La relaxina, que empezó a aumentar en el primer trimestre, sigue haciendo que los ligamentos sean más flexibles. Alrededor de la pelvis en particular, esto a veces puede provocar molestias con actividades como caminar largas distancias, subir escaleras o movimientos que implican ponerse de pie sobre una pierna.
Mantenerse activa en el segundo trimestre sigue siendo beneficioso y la mayoría de las personas pueden continuar con versiones modificadas de lo que hacían antes. Las adaptaciones que más ayudan tienen que ver con la carga y la posición en lugar de detener la actividad por completo.

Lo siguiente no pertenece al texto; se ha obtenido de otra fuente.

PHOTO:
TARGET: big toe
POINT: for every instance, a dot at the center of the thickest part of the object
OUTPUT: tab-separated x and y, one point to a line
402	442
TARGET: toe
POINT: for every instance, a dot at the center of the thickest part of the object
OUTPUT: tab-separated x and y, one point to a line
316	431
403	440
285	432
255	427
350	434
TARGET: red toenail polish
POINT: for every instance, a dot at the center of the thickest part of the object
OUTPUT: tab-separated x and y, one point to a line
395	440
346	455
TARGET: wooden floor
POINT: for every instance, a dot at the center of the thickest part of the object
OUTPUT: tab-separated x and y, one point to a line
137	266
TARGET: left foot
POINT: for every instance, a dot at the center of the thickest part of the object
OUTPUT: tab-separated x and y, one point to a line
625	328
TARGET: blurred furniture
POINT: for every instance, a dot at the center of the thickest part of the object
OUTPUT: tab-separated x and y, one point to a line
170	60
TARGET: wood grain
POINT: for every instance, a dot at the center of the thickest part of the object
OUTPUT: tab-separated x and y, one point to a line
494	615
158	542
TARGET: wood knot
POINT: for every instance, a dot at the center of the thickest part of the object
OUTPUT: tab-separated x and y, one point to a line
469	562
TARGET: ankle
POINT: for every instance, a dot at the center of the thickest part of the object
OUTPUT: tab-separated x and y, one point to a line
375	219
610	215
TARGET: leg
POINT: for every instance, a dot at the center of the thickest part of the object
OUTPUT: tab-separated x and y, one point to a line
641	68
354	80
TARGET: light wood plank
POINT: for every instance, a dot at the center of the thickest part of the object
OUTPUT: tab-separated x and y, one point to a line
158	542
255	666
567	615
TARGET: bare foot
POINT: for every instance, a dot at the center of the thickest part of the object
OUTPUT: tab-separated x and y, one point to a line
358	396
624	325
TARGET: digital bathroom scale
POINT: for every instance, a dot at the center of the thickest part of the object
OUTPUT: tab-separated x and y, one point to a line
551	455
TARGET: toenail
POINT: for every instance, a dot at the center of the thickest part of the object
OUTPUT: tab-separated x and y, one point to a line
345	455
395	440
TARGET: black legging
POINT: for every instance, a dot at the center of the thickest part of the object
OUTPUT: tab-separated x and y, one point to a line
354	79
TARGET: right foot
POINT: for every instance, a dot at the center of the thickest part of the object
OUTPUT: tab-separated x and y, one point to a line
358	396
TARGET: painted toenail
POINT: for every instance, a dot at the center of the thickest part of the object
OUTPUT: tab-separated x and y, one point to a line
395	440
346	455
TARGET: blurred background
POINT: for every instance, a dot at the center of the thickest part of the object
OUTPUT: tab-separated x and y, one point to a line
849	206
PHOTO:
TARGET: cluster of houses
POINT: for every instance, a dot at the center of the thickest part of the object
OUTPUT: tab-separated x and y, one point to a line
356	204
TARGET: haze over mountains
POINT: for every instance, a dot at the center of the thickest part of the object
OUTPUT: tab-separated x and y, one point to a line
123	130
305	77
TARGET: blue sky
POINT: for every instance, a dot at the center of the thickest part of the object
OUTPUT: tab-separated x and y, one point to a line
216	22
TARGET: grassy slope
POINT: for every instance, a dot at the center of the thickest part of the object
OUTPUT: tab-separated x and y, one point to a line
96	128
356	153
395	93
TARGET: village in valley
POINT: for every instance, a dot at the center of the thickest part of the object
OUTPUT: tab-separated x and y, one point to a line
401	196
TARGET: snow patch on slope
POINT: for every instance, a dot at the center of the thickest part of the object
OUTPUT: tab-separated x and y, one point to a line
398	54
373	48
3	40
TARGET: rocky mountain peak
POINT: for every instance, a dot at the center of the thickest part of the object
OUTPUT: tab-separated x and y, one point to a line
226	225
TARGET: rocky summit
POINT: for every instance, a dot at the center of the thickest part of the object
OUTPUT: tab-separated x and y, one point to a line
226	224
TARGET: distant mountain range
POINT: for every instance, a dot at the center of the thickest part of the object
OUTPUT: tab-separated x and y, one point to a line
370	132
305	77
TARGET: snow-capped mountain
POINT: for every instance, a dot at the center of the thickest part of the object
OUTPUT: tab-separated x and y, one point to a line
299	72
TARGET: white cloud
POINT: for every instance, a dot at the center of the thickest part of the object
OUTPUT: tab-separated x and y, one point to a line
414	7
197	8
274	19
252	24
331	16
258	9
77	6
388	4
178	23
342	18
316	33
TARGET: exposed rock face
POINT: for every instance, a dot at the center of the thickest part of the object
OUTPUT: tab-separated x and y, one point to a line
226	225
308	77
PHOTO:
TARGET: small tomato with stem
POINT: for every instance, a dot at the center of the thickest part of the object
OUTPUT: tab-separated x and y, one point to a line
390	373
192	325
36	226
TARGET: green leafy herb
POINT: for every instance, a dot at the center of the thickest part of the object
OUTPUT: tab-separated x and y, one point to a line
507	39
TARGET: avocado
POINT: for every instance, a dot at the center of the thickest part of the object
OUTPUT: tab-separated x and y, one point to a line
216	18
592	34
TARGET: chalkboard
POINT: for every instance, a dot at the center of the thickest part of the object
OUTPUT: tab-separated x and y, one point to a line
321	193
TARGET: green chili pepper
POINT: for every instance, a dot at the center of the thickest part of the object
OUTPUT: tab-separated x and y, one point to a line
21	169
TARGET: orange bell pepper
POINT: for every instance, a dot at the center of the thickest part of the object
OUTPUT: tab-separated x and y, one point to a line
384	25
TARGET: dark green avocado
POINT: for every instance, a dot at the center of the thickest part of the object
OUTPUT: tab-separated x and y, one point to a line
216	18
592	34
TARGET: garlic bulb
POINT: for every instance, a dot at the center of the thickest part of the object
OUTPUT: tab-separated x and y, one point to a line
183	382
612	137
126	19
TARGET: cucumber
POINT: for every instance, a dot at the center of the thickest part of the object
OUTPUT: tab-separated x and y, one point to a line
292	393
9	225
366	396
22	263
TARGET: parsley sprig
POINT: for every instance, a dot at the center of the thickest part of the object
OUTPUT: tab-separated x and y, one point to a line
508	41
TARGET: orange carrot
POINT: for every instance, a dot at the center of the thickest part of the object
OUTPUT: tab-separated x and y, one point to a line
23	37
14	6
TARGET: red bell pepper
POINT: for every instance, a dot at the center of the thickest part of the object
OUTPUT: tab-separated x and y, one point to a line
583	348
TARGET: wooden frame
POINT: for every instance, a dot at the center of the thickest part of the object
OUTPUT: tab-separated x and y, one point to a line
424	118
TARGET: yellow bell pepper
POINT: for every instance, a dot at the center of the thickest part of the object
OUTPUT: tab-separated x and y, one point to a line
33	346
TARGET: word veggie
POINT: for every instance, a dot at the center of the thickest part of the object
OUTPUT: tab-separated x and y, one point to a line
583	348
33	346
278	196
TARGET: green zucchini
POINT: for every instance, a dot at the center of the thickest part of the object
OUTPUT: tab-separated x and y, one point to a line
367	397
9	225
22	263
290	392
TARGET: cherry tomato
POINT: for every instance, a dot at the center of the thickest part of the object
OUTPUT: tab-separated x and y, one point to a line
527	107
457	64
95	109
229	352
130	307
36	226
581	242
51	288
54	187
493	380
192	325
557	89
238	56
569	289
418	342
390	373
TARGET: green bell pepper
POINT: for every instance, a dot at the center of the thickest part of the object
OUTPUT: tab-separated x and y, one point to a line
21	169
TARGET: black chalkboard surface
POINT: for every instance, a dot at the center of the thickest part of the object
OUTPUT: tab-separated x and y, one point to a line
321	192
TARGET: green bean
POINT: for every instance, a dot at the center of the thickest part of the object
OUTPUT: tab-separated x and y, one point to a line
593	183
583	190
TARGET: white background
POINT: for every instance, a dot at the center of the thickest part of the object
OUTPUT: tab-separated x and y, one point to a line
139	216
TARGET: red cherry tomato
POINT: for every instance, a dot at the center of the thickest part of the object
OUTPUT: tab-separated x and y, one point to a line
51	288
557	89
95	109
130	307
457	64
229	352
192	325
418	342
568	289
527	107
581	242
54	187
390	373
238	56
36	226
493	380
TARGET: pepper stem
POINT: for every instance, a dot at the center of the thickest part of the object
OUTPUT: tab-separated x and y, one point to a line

Los ejercicios tumbada boca arriba generalmente deben eliminarse progresivamente entre las semanas 16 y 20, ya que el peso del útero puede afectar la circulación en esa posición. Las variaciones de lado, sentada o de pie funcionan bien como alternativas y son igual de efectivas.
Apoyar los músculos que recorren la columna vertebral y alrededor de la pelvis se vuelve cada vez más útil ahora. Los movimientos que activan suavemente los abdominales profundos y los glúteos ayudan a distribuir la carga que tu cuerpo soporta de manera más uniforme. No necesitan ser intensos para ser útiles.
A medida que la pelvis se vuelve más móvil, algunas actividades pueden empezar a sentirse menos cómodas que antes. Caminar por terrenos irregulares, llevar bolsas en un solo lado o sentarse con una distribución asimétrica del peso pueden aumentar la tensión en las articulaciones pélvicas. Mantener las cargas equilibradas, elegir calzado de apoyo y tomar descansos durante las caminatas más largas son todos pasos prácticos que ayudan.
Si estás sentada durante períodos prolongados, una toalla enrollada o un pequeño cojín en la parte baja de la espalda puede ayudar a mantener una posición cómoda a medida que tu postura se adapta a tu forma cambiante.
VIDA tiene ejercicios aptos para el embarazo y adecuados para el segundo trimestre que puedes seguir a tu propio ritmo. Son una buena manera de mantener los músculos que sostienen tu pelvis y espalda suavemente activos.
A medida que tu postura se adapta al desplazamiento del centro de gravedad, la parte superior de la espalda y los hombros pueden empezar a acumular más tensión. La movilidad suave de hombros y tórax, mantener el pecho abierto y evitar, en la medida de lo posible, las posiciones de inclinación prolongada hacia adelante, todo esto ayuda a manejarlo. Los descansos cortos y regulares para moverse importan más que las sesiones largas.